Di bagian pertama tulisan
yang pernah diangkat mengenai diaspora ini, penulis pernah menutupnya dengan kalimat bahwa
seandainya diaspora ini dapat dimanfaatkan dengan baik, maka niscaya tidak akan
atau akan dimanage dengan baik seperti halnya peristiwa pembukaan kantor cabang
papua merdeka di Inggris beberapa waktu lalu. Melalui tulisan ini, penulis
ingin mencoba mengangkat kembali tema diaspora, namun dengan judul yang
berbeda, yaitu bagaimana diaspora dijadikan sebagai alat perjuangan politik.

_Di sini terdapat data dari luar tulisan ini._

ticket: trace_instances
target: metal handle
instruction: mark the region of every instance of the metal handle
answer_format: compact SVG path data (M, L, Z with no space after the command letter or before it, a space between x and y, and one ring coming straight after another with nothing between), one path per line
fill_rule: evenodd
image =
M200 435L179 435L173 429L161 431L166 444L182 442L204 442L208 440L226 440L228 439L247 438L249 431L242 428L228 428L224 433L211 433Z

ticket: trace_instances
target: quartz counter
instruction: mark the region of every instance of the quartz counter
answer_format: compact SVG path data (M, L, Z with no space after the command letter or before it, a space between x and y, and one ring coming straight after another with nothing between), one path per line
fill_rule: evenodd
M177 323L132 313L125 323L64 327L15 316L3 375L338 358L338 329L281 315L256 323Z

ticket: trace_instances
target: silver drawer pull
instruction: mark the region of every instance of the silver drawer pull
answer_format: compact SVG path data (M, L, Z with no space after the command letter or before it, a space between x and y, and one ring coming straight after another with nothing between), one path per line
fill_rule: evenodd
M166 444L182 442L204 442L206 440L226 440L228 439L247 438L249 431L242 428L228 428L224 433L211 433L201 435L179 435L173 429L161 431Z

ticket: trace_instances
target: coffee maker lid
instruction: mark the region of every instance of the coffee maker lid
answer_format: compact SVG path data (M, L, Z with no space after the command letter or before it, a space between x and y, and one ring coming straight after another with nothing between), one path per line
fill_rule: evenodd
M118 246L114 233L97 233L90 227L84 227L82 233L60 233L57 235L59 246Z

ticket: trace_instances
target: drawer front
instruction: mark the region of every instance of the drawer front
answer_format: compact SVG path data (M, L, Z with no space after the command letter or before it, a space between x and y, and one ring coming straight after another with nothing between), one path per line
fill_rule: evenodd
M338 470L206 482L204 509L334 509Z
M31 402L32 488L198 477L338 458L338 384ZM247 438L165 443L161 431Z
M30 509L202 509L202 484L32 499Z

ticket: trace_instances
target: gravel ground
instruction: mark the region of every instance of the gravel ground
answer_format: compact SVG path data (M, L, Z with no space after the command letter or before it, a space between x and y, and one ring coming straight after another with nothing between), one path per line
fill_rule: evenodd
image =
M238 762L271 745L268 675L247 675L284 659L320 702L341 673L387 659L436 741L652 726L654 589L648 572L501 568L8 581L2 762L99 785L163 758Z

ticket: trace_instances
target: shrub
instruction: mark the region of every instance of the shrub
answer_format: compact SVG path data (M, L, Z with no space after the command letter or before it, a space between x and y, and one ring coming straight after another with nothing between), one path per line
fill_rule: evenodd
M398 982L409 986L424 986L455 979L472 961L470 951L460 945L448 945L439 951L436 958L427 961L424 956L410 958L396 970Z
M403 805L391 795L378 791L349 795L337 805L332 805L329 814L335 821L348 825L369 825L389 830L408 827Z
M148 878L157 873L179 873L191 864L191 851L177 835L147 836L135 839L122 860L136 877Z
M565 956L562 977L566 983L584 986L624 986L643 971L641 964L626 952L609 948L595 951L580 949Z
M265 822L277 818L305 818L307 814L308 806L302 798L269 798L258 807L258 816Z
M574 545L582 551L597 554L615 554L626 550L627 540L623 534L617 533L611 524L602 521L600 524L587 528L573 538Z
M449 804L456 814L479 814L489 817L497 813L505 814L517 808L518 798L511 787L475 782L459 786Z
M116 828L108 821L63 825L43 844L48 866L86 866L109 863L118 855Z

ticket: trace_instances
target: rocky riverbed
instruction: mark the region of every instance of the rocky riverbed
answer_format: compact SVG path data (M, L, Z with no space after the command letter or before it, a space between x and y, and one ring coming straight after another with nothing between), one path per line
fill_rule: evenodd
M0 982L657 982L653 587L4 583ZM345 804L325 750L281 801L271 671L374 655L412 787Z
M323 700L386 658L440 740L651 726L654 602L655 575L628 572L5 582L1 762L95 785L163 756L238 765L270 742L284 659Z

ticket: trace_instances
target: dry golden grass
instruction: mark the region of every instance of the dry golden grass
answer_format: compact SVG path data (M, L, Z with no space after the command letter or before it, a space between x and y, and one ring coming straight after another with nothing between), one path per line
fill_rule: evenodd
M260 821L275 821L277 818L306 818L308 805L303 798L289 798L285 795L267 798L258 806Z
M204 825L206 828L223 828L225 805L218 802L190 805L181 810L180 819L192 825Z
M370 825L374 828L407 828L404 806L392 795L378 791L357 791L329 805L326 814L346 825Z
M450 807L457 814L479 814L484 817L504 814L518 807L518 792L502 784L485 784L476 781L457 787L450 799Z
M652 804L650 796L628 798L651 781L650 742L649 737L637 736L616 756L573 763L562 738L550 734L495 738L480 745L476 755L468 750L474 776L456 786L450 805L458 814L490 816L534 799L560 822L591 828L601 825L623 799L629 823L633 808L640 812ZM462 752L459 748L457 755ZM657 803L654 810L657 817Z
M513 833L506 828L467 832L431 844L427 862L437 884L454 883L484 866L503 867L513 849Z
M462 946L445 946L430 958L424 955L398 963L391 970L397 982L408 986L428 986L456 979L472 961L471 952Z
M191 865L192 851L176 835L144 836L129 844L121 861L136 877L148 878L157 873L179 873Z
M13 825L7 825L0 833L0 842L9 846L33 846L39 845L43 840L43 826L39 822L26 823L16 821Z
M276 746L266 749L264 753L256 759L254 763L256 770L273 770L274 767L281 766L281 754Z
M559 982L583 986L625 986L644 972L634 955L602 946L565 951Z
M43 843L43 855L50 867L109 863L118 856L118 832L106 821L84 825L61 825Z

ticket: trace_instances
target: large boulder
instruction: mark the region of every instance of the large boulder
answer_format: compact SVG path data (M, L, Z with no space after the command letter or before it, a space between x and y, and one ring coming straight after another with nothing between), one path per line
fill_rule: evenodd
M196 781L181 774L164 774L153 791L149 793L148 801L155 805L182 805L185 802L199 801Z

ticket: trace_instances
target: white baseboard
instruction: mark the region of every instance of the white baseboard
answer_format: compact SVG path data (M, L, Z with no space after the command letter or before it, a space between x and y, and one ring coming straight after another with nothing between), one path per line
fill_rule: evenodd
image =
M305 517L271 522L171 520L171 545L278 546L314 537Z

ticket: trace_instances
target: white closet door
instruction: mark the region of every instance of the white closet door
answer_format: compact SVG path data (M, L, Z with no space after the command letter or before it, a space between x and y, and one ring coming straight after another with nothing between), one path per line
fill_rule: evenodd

Diaspora seperti yang sudah
diilustrasikan di bagian pertama, dan apabila dikaitkan dalam konteks diaspora
Indonesia, hal tersebut merujuk kepada semua orang yang berada di luar negeri
yang berdarah, berjiwa, dan berbudaya Indonesia, baik yang masih WNI maupun
yang sudah menjadi WNA. Dengan kata lain, seandainya seseorang tersebut masih
memiliki suatu ikatan batin, baik secara legal (tercatat sebagai warga Negara)
maupun kultural, hal tersebut bisa dikatakan sebagai diaspora. Sebenarnya,
fungsi diaspora ini bisa juga dijadikan fungsi politik, seperti yang terjadi
pada saat segelintir rakyat Aceh ingin memisahkan diri dari Negara Kesatuan
Republik Indonesia (NKRI) di era 2000an silam.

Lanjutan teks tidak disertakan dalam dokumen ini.